In cases of severe trauma and if the tooth unable to save and needs extraction the space has maintained by giving space maintainer appliance. Also in cases of over retained deciduous teeth careful evaluation is a must in order to avoid further complications like impaction of permanent teeth, development of cyst, crowding, malocclusion. When the deciduous teeth shed off and new permanent teeth erupt and when there is decay in such teeth reaching the pulp or trauma two treatment options recommended for performing root canal.
Treatment protocols depend upon the stage of formation of the root:
Apexogenesis: It is performed on incompletely formed roots. The goal is to preserve the vital tissue so that continued root development with apical closure can occur.

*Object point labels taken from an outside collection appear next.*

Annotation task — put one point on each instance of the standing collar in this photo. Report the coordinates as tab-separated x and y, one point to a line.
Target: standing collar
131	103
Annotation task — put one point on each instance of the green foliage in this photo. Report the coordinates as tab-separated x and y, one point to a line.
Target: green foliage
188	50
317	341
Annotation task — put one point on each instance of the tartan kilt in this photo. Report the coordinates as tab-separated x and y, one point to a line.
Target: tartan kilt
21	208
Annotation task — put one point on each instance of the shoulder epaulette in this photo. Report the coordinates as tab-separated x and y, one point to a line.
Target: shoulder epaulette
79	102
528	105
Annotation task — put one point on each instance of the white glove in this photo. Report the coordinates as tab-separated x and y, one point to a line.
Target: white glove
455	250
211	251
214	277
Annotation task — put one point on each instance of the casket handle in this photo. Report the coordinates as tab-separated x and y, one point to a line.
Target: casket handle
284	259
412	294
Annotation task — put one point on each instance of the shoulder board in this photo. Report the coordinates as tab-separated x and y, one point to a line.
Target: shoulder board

Apexifixation: It is a method to induce development of root apex of an immature pulpless tooth by formation of osteocementum or bone like tissue. Its objective is to induce closure of apical one third of the canal or apical calcific barrier against which an obturation can be done.
Trauma in childhood is most common. Trauma to the tooth structure is an accidental phenomenon where a major harm can be caused on the tooth as well as surrounding underlying soft tissues. The soft tissue trauma along with pain of the tooth is catered prior to the traumatic tooth structure. Once the symptomatic relief to the soft tissue and pain is achieved the traumatic tooth is then treated depending upon the range and extent of fracture or trauma caused.